A Starbucks employee at a Washington state location posted a heartfelt video to TikTok last week.
“Starbucks permanently closing my store and leaving us jobless was not on my 2025 bingo card,” she wrote alongside a clip, which has more than a million views, of her hugging a coworker.
In a follow-up video, she wrote: “making a banana cream matcha to cope with my store permanently closing.”
In another video viewed more than 6 million views, one employee dances to Michael Jackson’s “They Don’t Care About Us” on the counters and tables of the Starbucks that employed her before its imminent closure.
The announcement assured that baristas from closing stores will either be offered severance packages or transferred to new locations. But rather than wait for official news of their fate, many decided to take matters into their own hands, crowdsourcing their own list of shuttering locations.

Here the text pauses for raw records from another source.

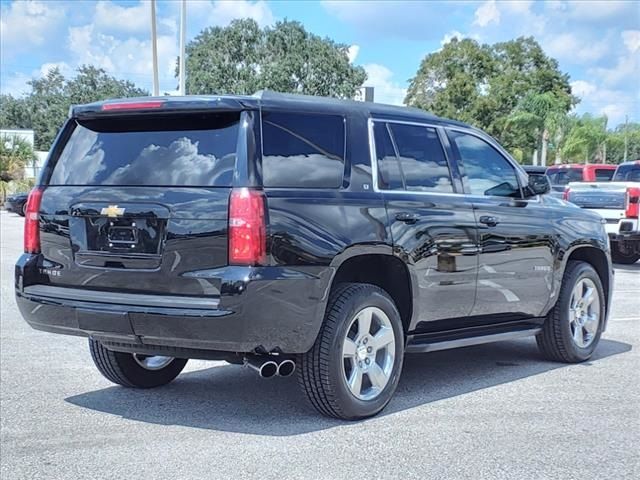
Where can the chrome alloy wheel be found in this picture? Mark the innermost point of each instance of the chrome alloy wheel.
(152, 362)
(584, 312)
(368, 353)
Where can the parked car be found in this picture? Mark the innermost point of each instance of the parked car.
(618, 203)
(562, 175)
(16, 203)
(627, 172)
(299, 233)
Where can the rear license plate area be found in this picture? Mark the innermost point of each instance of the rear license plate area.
(123, 236)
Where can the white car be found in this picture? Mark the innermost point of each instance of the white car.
(618, 202)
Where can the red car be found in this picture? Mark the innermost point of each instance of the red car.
(561, 175)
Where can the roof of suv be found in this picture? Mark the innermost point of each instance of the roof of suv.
(261, 99)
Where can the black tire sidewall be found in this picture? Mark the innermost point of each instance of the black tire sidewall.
(583, 270)
(351, 406)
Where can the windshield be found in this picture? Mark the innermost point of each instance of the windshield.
(627, 173)
(161, 151)
(564, 176)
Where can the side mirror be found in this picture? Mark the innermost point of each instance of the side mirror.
(539, 184)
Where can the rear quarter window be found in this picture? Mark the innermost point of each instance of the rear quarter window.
(302, 150)
(159, 151)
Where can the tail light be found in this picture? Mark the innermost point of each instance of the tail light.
(247, 227)
(632, 202)
(32, 222)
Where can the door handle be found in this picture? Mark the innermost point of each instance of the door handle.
(407, 217)
(489, 220)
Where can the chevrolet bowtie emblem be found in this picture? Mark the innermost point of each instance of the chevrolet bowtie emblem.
(112, 211)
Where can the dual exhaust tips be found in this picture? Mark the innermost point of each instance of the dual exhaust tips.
(270, 368)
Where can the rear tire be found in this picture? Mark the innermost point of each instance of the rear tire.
(127, 370)
(573, 327)
(351, 373)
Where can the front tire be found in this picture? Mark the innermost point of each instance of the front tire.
(134, 370)
(573, 327)
(353, 369)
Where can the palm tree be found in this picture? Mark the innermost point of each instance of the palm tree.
(15, 154)
(543, 113)
(586, 138)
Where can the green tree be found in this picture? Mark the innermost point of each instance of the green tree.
(542, 113)
(485, 84)
(14, 112)
(586, 140)
(15, 154)
(616, 141)
(243, 58)
(45, 108)
(453, 82)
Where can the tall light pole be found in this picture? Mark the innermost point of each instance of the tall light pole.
(154, 47)
(183, 28)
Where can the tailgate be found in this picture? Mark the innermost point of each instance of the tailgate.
(139, 205)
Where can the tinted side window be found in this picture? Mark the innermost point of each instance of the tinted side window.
(302, 150)
(421, 158)
(604, 175)
(486, 172)
(389, 174)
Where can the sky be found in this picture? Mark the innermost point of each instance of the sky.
(596, 42)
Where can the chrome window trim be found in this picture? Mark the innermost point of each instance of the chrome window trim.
(374, 158)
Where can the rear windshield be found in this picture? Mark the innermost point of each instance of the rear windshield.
(627, 173)
(562, 176)
(195, 150)
(604, 175)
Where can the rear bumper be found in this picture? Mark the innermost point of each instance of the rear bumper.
(259, 309)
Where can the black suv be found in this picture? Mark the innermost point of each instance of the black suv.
(287, 232)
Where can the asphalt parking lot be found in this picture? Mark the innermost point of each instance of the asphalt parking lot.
(491, 411)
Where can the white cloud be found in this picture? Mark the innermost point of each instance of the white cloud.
(631, 39)
(487, 14)
(582, 88)
(385, 89)
(110, 17)
(25, 25)
(352, 53)
(576, 49)
(127, 57)
(599, 10)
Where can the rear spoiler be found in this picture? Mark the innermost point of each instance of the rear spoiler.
(145, 105)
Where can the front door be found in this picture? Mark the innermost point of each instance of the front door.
(432, 224)
(515, 274)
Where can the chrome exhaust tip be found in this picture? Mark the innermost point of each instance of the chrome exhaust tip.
(286, 368)
(265, 368)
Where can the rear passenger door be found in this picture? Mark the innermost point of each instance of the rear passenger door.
(432, 224)
(515, 234)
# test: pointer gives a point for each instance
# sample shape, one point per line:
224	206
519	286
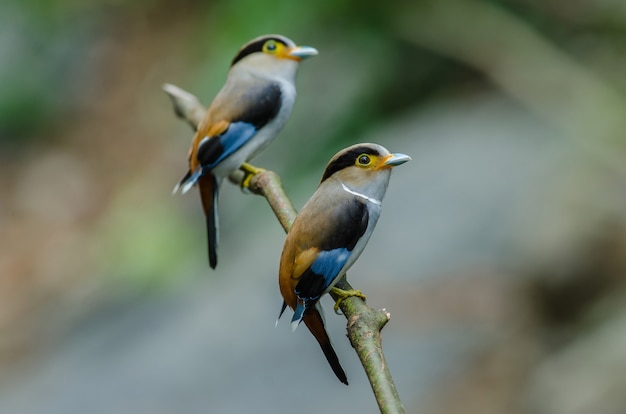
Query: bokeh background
501	251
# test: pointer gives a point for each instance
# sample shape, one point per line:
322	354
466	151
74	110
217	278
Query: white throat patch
370	199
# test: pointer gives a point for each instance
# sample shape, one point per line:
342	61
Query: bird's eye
364	159
270	46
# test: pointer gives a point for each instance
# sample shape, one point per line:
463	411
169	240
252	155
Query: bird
330	233
243	118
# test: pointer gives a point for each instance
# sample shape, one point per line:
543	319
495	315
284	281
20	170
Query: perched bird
330	233
245	116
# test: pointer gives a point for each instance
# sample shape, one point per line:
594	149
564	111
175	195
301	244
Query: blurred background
501	251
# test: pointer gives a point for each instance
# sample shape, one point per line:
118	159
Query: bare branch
364	323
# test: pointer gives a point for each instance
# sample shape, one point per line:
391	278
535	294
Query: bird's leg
249	172
345	294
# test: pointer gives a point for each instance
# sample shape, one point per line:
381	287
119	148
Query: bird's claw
345	294
249	172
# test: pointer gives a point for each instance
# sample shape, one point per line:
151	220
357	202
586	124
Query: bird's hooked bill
397	159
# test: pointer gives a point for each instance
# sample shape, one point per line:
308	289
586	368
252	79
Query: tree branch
364	323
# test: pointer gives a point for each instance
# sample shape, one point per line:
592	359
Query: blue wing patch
329	263
316	279
214	150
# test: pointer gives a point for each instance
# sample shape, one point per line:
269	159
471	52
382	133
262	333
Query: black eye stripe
256	46
347	160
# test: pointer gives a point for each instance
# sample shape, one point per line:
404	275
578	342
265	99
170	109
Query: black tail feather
315	323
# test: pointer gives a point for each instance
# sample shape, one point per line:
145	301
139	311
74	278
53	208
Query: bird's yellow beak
301	52
396	159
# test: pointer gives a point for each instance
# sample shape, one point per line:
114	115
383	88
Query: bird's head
364	168
272	55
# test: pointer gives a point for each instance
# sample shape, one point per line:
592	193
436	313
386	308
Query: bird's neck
363	196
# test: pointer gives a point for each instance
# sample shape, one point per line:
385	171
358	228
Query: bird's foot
345	294
249	171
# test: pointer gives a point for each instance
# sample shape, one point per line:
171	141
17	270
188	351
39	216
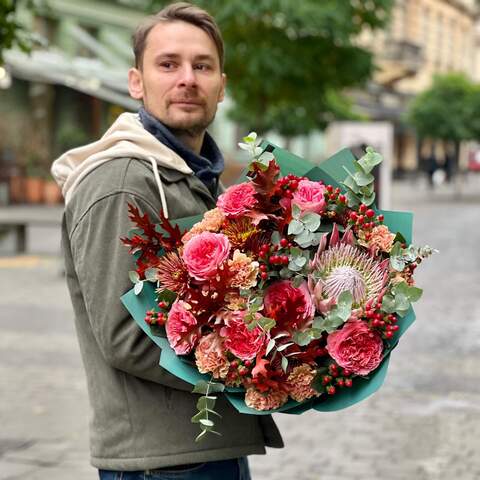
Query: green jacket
140	413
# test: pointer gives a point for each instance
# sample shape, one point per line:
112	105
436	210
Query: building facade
424	38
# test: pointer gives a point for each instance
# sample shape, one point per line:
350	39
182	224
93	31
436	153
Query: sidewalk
422	425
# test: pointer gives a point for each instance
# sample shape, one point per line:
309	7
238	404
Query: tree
12	32
288	61
447	111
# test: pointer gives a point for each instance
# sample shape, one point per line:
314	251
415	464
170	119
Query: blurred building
424	38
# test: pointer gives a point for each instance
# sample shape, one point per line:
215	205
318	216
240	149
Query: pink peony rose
309	196
355	347
292	308
210	356
237	200
182	329
204	253
243	343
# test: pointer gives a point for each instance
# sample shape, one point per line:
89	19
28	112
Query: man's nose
187	76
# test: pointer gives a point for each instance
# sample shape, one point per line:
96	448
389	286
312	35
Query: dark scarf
207	166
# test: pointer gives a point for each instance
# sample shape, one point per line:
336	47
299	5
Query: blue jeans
236	469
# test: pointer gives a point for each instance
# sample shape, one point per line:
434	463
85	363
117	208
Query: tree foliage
288	61
448	110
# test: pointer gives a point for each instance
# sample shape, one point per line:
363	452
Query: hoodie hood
125	138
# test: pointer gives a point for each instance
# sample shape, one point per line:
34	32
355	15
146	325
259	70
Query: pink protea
210	356
344	267
265	401
299	383
182	328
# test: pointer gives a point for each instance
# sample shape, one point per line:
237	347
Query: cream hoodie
125	138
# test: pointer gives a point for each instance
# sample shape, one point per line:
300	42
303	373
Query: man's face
180	80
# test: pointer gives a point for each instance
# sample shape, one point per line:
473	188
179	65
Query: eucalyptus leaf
370	160
151	274
206	403
295	227
311	221
270	346
275	239
284	364
134	276
296	211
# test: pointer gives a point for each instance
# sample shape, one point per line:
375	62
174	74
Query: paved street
424	424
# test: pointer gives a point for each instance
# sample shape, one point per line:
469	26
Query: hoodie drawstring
160	186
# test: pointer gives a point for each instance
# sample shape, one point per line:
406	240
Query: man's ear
221	96
135	84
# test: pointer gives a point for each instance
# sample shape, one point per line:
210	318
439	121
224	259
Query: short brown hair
179	11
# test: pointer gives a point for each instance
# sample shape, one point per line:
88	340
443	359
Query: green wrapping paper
331	172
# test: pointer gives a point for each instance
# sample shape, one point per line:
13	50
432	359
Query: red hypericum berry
331	390
326	379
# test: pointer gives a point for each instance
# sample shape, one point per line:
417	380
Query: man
162	158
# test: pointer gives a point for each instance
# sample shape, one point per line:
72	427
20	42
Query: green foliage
448	110
304	228
206	407
288	61
360	184
12	32
399	299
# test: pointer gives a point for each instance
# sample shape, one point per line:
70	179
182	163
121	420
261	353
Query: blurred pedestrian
159	159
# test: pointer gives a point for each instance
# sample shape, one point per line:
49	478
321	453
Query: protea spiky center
345	267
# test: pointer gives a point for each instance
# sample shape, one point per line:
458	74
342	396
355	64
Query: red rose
356	348
182	329
292	308
241	341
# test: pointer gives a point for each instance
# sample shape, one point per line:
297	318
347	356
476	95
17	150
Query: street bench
19	218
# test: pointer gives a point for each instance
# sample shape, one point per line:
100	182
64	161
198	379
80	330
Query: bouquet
289	295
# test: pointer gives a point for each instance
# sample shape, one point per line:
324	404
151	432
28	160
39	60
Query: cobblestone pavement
424	424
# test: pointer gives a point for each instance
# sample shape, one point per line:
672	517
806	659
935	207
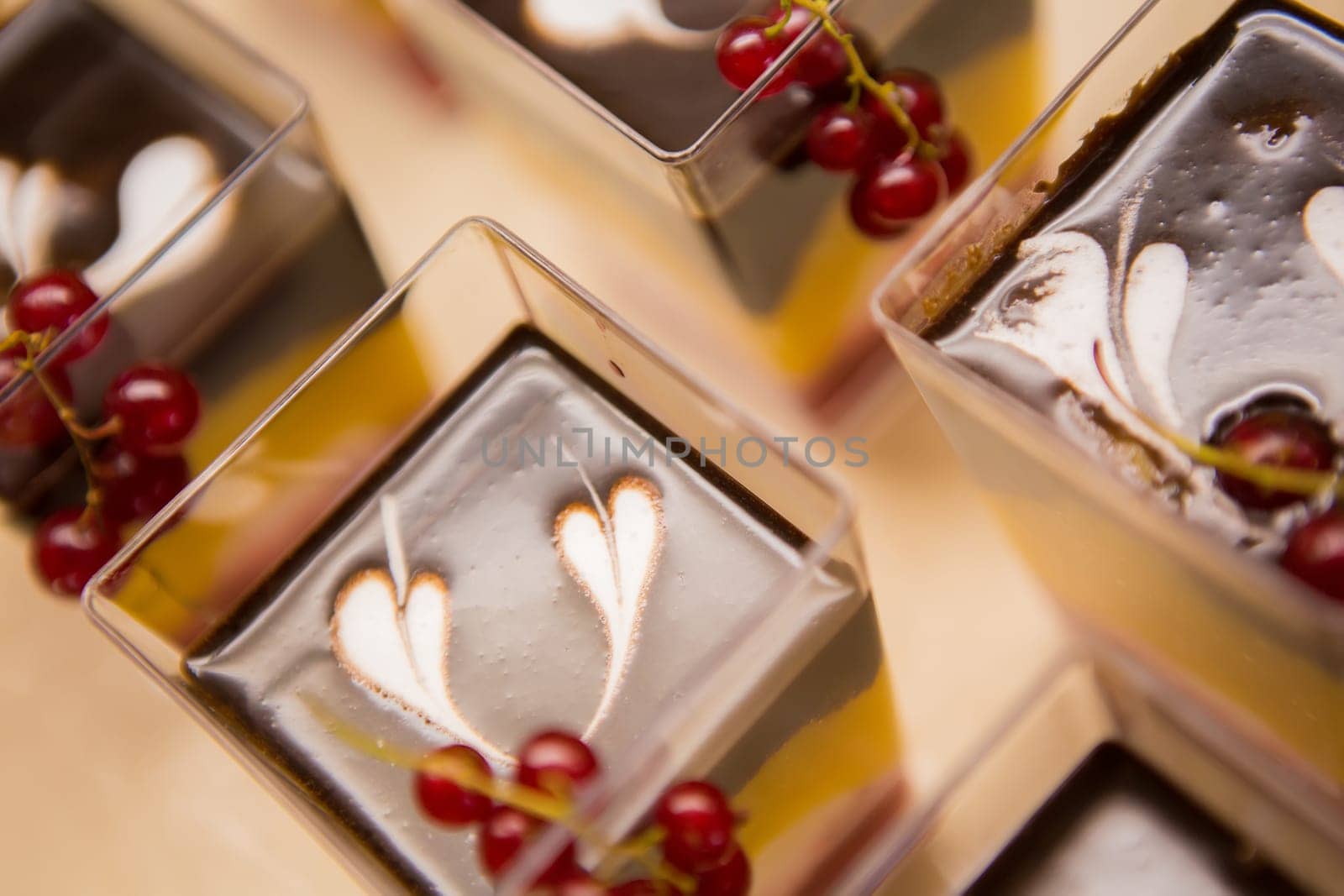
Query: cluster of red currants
134	458
1288	437
898	179
694	821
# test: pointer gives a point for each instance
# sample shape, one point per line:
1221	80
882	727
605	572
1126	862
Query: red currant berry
730	879
698	822
503	837
840	139
822	62
54	301
29	418
1315	553
134	486
1278	437
870	222
158	407
555	762
956	163
900	190
71	547
920	96
638	888
447	801
745	53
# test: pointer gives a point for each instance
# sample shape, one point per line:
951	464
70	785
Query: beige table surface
108	789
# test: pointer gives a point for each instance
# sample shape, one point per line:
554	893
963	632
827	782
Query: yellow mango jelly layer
991	101
266	501
1158	607
828	761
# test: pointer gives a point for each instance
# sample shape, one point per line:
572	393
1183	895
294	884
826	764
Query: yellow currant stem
82	438
1272	479
859	76
640	849
534	802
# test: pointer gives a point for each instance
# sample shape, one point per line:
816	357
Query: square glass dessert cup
1247	658
165	202
1086	783
566	531
721	177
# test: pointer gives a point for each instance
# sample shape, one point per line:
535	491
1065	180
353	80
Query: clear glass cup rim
297	114
647	752
671	157
815	551
1194	543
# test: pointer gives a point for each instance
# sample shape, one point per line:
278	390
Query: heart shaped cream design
612	553
161	186
400	651
596	23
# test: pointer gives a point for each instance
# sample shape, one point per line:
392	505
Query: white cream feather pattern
1068	322
597	23
612	553
161	186
401	649
398	645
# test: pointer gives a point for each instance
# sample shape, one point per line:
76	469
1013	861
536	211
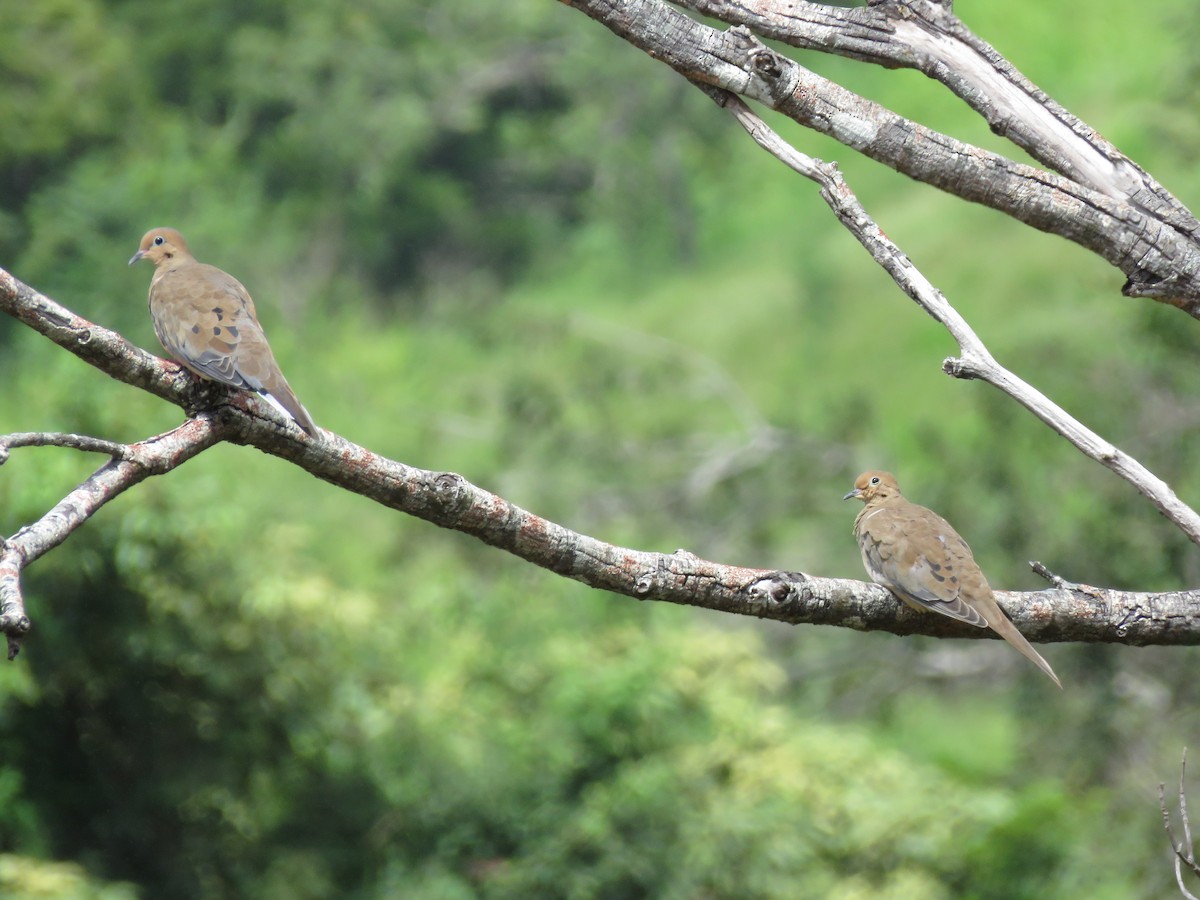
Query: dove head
874	486
160	245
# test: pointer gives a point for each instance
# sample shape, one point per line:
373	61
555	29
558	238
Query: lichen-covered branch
449	501
976	361
1093	196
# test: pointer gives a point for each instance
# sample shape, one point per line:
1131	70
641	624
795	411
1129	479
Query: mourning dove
916	555
205	321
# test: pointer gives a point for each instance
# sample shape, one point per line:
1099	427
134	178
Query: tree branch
1104	202
449	501
1182	849
975	360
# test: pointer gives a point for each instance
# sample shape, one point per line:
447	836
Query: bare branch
911	34
1104	211
1183	851
76	442
975	360
131	465
449	501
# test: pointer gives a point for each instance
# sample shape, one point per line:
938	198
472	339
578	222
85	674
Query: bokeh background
493	239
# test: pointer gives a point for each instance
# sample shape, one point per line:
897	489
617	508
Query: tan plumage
205	319
917	556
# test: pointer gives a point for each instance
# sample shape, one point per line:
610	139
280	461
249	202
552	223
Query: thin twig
49	438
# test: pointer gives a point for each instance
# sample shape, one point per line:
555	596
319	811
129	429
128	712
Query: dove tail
1006	629
283	400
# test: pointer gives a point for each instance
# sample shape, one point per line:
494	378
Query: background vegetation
493	239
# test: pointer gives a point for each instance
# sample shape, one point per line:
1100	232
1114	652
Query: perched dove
205	321
916	555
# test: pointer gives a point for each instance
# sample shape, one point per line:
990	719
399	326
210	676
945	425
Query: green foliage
495	240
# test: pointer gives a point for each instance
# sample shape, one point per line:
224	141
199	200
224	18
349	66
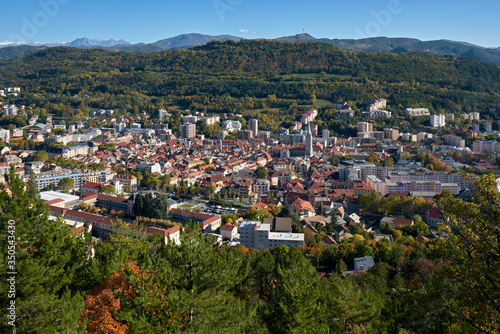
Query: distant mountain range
375	44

On TikTok, a group of employees discussed their predictions for where they might be relocated in the shuffle. The big reveal: Everyone in the video was let go.
“We deserve better, and I’m sorry for every barista going through it right now too,” another barista captioned her video, claiming she was given just two days’ notice of her store’s closure.
Starbucks Workers United, the union that represents 12,000 baristas across 45 states and the District of Columbia, said it was requesting information from Starbucks about the planned closures.
“We expect to engage in effects bargaining for every impacted union store, as we have done elsewhere, so workers can be placed in another Starbucks store according to their preferences,” reads the statement published last week. “It has never been more clear why baristas at Starbucks need the backing of a union.”
Starbucks announced it’s closing locations where it doesn’t see “a path to financial performance,” and those it identified as unable “to create the physical environment our customers and partners expect.”